Когда я уже собрался вернуться к себе, в учительскую вошел Элеррион. Он осмотрелся, скривившись от обилия влажных запахов, остановил взгляд на мне, а затем на… тряпке, что я отжимал от остатков воды. Элеррион отчего-то нахмурился.
– Это что… мой жилет? – спросил он, его желтые глаза сузились, а бровь поднялась. – Леонид, что здесь произошло?
Я почувствовал, что, несмотря на жару в учительской, меня обдало холодом. Я сглотнул, пытаясь придумать что-то внятное.
– Эм… это… – я замялся. – Я… увидел воду и… ну, надо было что-то сделать… Я… я думал, это просто тряпка… Честное слово!

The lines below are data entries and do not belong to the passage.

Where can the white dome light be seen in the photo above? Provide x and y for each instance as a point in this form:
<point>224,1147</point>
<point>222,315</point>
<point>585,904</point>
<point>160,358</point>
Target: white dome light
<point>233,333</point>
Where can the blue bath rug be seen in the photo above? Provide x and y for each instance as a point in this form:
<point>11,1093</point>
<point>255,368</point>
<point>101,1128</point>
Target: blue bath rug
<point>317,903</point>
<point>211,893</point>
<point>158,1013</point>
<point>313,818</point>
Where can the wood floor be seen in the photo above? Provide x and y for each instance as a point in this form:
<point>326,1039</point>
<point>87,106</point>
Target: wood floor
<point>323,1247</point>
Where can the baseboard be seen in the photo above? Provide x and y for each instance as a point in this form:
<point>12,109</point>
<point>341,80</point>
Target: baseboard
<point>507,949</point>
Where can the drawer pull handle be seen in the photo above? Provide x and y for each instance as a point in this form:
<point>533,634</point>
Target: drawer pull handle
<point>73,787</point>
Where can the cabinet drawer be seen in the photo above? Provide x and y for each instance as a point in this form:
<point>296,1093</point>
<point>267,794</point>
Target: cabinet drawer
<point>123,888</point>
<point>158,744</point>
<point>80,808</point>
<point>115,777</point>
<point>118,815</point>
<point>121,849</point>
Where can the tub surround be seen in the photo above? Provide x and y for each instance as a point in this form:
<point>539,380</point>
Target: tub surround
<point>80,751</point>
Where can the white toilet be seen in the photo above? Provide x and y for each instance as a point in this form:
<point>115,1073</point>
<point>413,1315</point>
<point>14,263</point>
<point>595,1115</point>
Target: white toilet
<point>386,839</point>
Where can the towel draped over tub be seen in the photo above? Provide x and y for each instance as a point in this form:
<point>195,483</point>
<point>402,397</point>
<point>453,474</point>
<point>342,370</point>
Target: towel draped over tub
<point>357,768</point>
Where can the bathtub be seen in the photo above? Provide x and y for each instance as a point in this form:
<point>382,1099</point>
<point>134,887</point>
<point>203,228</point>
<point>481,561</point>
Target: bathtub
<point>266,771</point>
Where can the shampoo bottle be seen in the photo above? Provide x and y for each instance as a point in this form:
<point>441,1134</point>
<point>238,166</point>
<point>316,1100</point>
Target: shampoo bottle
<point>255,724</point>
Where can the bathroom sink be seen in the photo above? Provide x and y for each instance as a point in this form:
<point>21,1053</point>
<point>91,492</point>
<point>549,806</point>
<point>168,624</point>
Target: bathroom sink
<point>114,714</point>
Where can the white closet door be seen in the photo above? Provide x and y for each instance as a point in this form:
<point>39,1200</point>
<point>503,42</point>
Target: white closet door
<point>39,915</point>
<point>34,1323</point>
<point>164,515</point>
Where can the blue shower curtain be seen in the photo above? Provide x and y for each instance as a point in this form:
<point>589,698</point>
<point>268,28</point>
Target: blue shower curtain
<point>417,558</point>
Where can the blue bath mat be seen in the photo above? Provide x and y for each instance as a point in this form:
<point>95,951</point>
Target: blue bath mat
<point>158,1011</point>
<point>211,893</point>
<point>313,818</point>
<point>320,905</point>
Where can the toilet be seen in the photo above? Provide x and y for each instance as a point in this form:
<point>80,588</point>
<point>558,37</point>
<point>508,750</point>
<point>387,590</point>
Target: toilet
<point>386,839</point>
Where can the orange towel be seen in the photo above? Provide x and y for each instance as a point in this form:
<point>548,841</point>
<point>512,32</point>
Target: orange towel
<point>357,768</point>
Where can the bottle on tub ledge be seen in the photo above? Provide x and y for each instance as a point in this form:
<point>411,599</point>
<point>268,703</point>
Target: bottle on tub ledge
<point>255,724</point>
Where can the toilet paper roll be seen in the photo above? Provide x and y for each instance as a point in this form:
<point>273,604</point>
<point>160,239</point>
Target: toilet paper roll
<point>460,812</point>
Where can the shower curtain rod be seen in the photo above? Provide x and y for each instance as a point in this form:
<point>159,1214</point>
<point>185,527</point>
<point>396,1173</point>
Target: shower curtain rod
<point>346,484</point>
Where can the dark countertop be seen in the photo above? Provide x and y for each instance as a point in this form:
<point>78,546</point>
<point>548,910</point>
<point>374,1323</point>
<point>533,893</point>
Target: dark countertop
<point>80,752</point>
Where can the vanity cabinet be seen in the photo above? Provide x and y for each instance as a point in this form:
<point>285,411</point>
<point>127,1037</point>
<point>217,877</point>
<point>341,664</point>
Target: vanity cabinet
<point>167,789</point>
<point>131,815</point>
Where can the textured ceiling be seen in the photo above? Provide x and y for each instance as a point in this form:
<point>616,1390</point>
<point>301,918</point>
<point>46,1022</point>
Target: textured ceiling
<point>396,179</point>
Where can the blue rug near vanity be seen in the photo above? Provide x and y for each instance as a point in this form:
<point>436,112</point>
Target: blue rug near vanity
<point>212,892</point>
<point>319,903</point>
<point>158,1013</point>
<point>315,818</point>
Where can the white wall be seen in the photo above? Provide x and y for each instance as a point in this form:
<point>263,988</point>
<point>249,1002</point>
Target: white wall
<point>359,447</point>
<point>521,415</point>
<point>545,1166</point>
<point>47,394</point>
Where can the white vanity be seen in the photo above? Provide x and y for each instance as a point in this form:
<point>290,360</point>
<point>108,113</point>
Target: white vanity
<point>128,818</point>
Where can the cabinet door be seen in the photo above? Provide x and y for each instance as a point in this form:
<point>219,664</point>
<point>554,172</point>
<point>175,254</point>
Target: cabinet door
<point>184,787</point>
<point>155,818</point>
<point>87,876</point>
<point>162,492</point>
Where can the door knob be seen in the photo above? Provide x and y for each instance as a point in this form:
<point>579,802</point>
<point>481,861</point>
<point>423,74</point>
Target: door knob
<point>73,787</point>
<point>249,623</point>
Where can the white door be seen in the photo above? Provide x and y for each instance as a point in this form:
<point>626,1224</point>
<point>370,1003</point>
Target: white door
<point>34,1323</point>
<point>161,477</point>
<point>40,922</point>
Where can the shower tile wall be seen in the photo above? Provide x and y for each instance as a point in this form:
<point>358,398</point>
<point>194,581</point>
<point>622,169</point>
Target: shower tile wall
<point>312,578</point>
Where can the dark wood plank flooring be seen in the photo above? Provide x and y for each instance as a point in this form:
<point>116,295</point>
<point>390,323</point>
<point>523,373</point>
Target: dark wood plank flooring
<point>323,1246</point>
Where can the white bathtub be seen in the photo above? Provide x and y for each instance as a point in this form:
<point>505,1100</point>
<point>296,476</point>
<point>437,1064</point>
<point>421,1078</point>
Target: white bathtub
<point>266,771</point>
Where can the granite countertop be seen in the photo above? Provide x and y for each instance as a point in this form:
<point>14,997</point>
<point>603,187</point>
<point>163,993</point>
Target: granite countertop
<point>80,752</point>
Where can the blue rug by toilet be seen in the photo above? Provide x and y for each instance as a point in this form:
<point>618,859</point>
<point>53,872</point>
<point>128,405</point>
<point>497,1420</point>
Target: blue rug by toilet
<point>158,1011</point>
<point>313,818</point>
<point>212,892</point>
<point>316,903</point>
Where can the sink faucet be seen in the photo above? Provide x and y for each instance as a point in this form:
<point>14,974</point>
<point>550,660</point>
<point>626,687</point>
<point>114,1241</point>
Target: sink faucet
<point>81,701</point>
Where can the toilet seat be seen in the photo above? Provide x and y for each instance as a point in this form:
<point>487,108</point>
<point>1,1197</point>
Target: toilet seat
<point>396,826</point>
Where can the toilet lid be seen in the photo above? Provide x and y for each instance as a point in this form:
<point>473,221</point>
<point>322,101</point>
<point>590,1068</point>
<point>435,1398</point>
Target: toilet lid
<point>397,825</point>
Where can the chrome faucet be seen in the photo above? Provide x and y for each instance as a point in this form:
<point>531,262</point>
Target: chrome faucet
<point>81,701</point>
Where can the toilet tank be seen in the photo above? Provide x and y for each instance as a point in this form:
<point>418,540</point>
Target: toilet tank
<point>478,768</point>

Элеррион вырвал из моих рук жилет, с которого еще капала вода, и нахмурился еще сильнее. Вдруг на удивление он слегка усмехнулся.
– Тряпка, значит? – произнес он, покачивая головой. – Тряпка – это то, во что ты ежедневно облачаешься, Леонид. А я за эту «тряпку» полсотни серебра на рынке отсыпал.

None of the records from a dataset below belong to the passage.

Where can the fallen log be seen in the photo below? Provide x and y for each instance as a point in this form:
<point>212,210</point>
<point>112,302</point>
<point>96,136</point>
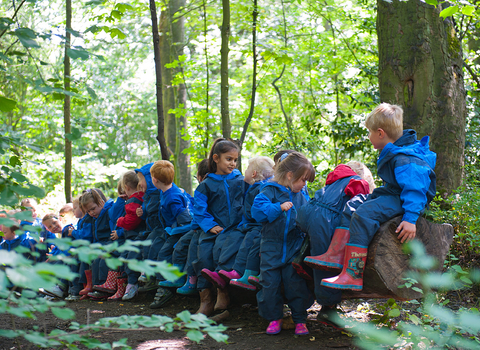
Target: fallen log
<point>387,264</point>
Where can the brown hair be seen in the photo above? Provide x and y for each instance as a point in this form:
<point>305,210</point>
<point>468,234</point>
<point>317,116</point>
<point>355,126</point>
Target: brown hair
<point>219,147</point>
<point>297,164</point>
<point>94,195</point>
<point>129,179</point>
<point>163,171</point>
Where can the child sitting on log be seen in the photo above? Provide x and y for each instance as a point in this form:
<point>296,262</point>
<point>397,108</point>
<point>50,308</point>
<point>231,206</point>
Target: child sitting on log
<point>406,167</point>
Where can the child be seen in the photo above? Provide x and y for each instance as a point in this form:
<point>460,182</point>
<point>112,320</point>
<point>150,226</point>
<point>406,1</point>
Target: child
<point>321,216</point>
<point>232,265</point>
<point>218,209</point>
<point>406,167</point>
<point>175,213</point>
<point>276,207</point>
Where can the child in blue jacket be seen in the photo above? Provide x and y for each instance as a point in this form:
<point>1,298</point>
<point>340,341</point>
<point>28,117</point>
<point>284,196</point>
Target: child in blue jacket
<point>321,216</point>
<point>218,209</point>
<point>406,167</point>
<point>276,207</point>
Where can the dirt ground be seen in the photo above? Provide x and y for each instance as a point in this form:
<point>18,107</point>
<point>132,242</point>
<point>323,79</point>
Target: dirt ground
<point>246,329</point>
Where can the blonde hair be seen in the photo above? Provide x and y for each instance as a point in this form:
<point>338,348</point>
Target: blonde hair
<point>362,171</point>
<point>130,179</point>
<point>263,166</point>
<point>387,117</point>
<point>296,163</point>
<point>163,171</point>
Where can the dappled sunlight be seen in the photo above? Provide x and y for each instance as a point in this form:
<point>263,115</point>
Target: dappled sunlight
<point>159,344</point>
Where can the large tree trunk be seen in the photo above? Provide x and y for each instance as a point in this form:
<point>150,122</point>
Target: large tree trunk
<point>420,69</point>
<point>67,106</point>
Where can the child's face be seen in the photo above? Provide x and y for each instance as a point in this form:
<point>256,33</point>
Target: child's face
<point>297,185</point>
<point>226,162</point>
<point>250,175</point>
<point>93,209</point>
<point>53,225</point>
<point>142,183</point>
<point>77,211</point>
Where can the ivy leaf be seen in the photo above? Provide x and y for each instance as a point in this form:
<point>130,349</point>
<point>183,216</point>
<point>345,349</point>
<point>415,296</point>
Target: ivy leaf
<point>449,11</point>
<point>63,313</point>
<point>26,37</point>
<point>195,335</point>
<point>6,104</point>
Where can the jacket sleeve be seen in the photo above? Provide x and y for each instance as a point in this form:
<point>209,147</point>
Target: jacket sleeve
<point>203,218</point>
<point>263,210</point>
<point>130,221</point>
<point>414,180</point>
<point>355,187</point>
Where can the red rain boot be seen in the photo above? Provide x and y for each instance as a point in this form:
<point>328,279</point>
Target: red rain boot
<point>88,288</point>
<point>332,260</point>
<point>121,286</point>
<point>353,267</point>
<point>110,285</point>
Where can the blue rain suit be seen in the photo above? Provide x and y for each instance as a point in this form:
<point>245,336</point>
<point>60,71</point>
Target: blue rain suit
<point>218,202</point>
<point>407,169</point>
<point>246,236</point>
<point>321,216</point>
<point>281,240</point>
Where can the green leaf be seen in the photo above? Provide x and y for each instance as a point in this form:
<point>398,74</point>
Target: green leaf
<point>26,37</point>
<point>63,313</point>
<point>195,335</point>
<point>449,11</point>
<point>75,53</point>
<point>6,104</point>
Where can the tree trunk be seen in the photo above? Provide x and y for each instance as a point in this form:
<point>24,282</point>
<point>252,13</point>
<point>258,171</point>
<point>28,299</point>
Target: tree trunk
<point>387,265</point>
<point>420,69</point>
<point>226,127</point>
<point>67,106</point>
<point>158,74</point>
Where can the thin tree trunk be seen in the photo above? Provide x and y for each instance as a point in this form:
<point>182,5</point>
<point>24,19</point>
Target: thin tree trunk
<point>254,82</point>
<point>67,106</point>
<point>420,69</point>
<point>158,73</point>
<point>226,126</point>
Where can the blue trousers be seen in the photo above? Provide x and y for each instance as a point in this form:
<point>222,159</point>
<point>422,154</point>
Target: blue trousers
<point>248,256</point>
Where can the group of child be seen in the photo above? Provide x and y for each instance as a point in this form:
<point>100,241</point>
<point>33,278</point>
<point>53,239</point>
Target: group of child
<point>247,230</point>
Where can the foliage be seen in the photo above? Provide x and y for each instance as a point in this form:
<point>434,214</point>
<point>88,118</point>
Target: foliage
<point>432,325</point>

Его привычная аура спокойствия и таинственности будто охладила помещение.
Он еще раз оглядел учительскую, остановив взгляд на пострадавшей трубе, затем перевел взгляд на меня и с едва заметной улыбкой сказал:
– Ты, кстати, не забыл, что у нас с тобой очередное занятие? Пойдем в мой кабинет.
С этими словами он развернулся и вышел, не оставляя мне выбора, кроме как следовать за оборотнем. Эмоции от внезапного применения электромагии всё еще вибрировали в мыслях, но я постарался сосредоточиться на предстоящем занятии.

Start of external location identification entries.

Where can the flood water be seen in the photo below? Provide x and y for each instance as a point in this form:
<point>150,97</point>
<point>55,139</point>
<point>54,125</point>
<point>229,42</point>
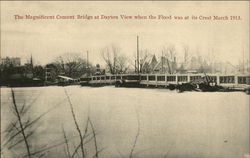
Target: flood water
<point>171,124</point>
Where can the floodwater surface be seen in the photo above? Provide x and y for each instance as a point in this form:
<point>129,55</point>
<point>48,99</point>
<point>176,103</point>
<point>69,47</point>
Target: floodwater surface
<point>163,123</point>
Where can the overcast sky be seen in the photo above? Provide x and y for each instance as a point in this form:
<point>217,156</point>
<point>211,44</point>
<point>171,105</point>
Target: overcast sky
<point>47,39</point>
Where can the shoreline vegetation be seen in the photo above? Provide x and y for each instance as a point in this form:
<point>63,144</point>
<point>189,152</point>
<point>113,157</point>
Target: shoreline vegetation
<point>21,135</point>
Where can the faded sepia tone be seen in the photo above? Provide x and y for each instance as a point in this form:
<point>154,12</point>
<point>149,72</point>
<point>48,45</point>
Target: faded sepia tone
<point>64,118</point>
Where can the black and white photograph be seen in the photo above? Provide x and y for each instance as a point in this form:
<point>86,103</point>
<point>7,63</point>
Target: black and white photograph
<point>124,79</point>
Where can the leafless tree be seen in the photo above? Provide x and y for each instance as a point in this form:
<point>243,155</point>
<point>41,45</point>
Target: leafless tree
<point>71,64</point>
<point>115,61</point>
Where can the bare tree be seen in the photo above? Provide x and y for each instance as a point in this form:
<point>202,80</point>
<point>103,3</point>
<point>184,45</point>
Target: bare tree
<point>115,62</point>
<point>71,64</point>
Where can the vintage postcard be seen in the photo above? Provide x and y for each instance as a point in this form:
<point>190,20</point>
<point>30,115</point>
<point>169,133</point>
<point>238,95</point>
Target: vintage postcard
<point>125,79</point>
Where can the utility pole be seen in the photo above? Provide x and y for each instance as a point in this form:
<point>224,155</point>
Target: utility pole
<point>138,61</point>
<point>243,62</point>
<point>87,63</point>
<point>162,61</point>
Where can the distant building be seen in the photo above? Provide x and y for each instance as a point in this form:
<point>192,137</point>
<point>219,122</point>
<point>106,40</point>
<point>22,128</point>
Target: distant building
<point>11,61</point>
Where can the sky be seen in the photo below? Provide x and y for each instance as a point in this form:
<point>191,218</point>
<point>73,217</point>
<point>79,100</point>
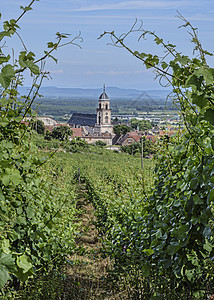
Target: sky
<point>97,62</point>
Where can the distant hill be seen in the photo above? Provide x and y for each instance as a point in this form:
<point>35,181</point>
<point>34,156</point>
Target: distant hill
<point>113,92</point>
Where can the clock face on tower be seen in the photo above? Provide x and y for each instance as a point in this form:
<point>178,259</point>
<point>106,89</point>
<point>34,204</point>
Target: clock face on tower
<point>104,114</point>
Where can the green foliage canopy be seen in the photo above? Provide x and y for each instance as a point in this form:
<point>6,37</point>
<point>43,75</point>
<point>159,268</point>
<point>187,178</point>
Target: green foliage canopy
<point>61,133</point>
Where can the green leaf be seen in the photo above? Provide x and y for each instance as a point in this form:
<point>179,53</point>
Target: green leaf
<point>164,65</point>
<point>209,115</point>
<point>199,100</point>
<point>24,263</point>
<point>172,249</point>
<point>6,76</point>
<point>5,246</point>
<point>26,8</point>
<point>6,266</point>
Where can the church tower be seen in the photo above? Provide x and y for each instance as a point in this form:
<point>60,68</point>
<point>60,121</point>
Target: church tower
<point>103,124</point>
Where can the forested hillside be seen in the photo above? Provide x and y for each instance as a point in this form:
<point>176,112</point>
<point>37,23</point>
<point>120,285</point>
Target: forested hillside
<point>154,226</point>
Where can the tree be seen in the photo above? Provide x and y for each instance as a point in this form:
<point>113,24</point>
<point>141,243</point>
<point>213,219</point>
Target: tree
<point>28,211</point>
<point>38,126</point>
<point>121,129</point>
<point>177,229</point>
<point>143,125</point>
<point>100,143</point>
<point>61,133</point>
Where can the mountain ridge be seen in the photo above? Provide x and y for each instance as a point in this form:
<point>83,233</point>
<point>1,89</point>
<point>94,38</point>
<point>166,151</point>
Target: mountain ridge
<point>112,91</point>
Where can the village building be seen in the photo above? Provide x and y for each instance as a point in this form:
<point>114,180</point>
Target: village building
<point>95,127</point>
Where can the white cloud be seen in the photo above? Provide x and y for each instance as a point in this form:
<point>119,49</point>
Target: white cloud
<point>56,72</point>
<point>114,73</point>
<point>127,5</point>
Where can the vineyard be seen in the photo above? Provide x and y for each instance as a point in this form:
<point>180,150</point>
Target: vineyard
<point>150,232</point>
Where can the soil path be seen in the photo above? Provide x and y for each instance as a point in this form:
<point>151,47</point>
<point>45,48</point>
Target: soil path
<point>86,278</point>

Кабинет Элерриона всегда производил на меня впечатление. В нём царил уютный сумрак, и только мягкий свет пары светокамней освещал стол, заваленный свитками и колбами с разноцветными жидкостями. Мы сели друг напротив друга, и оборотень, как обычно, начал с проверки моих навыков концентрации.
Это классический ритуал: закрыть глаза, сосредоточиться на биении своего сердца, почувствовать, как кровь движется по венам.
Я привычно стал погружаться в медитацию, но тут же понял – что-то изменилось. Всё, что раньше казалось мне невероятно сложным, теперь получилось с такой легкостью, словно я проделывал это десятилетиями. Я смог прочувствовать каждую каплю крови, движение каждой клетки, каждое разветвление сосудов. Это ощущение давало невероятное чувство контроля, почти как если бы я управлял собственным телом на каком-то ином, глубоком уровне. И самое главное – каждый сосуд, каждая клеточка и каждый нерв отзывались на мои намерения.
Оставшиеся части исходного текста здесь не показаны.